Pour atteindre le village de Ninéfécha depuis Kédougou, chef-lieu de la région du même nom, il faut compter une heure de piste. Là, au beau milieu de la région, coincé entre les montagnes, se trouve Ninéfécha. Au centre du village, se trouve comme un nid d’oiseau au cœur d’une montagne, un hôpital, une école, un internat (et des champs de maraîchage). Le tout a été financé à hauteur de 600 millions de francs cfa (914 000 euros) en 2000 par le Conseil Général des Hauts-de-Seine, et a été réalisé deux ans plus tard sous la houlette de la fondation humanitaire de l’ex-Première dame sénégalaise Viviane Wade. Il sera inauguré le 06 Novembre 2006 par le Président Wade et M. Charles Pasqua, Président du conseil Général des Hauts de Seine qui en avait fait Don à la Fondation Agir pour l’Education et la Santé, de l’Ex-première dame.
L’hôpital de niveau 1 de Ninéfécha, établissement de santé privé à but non lucratif, doit alors couvrir un bassin de population de 30 000 personnes, comprenant, outre Ninéfécha, les trois villes de la région : Kédougou, Salémata et Saraya. Mais dès sa mise en service il recevait  aussi des patients venus de la sous-région et même de l’intérieur du pays.  Les soins qui y sont prodigués doivent  aussi faire baisser le taux de mortalité infantile et éviter le transfert systématique des malades les plus graves vers l’hôpital de Tambacounda, à 270 kilomètres vers la côte ouest.

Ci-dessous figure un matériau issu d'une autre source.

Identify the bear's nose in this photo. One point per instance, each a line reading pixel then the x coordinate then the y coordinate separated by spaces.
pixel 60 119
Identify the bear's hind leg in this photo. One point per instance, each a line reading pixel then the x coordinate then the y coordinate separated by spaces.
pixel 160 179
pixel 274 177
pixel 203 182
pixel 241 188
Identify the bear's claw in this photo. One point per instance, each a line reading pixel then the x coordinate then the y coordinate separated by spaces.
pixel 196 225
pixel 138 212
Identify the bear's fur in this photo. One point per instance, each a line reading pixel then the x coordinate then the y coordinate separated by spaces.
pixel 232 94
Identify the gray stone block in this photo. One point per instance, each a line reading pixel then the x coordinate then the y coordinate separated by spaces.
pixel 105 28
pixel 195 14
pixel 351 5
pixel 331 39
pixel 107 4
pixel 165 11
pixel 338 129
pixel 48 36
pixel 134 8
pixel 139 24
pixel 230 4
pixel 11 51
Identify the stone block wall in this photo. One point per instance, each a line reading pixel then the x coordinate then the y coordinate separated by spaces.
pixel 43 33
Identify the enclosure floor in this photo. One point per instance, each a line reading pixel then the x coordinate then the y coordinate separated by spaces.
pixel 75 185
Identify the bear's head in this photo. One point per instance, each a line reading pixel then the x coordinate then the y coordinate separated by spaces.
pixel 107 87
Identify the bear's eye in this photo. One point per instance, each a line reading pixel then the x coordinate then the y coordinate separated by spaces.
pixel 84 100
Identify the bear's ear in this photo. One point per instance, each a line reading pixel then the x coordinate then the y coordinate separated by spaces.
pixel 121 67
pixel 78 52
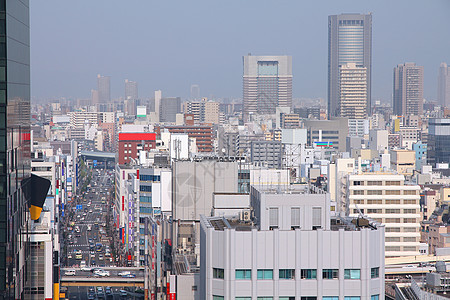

Les nouveaux partenaires n’ont pas lésiné sur les moyens : l’hôpital de Ninéfécha dispose, dans deux bâtiments, d’une maternité, d’un bloc de chirurgie, d’une salle de radiographie et d’échographie, d’un laboratoire médical, de bureaux de consultation en médecine générale et gynécologie-obstétrique, et d’un 4X4-ambulance. Après la victoire de Macky Sall sur Abdoulaye Wade à l’élection présidentielle de mars 2012, Viviane Wade avait fait savoir que sa fondation,  ne paierait plus le personnel en charge de la restauration des élèves, de la surveillance des bâtiments et du nettoyage et en avait fait Don au Ministère de la Santé. La gestion de l’Hôpital de  Ninéfécha, a été transmise à la ministre sénégalaise de la santé,  Eva Marie Coll Seck. Celle-ci aurait donné instruction à ses conseillers de trouver des solutions pour assurer la pérennité des soins.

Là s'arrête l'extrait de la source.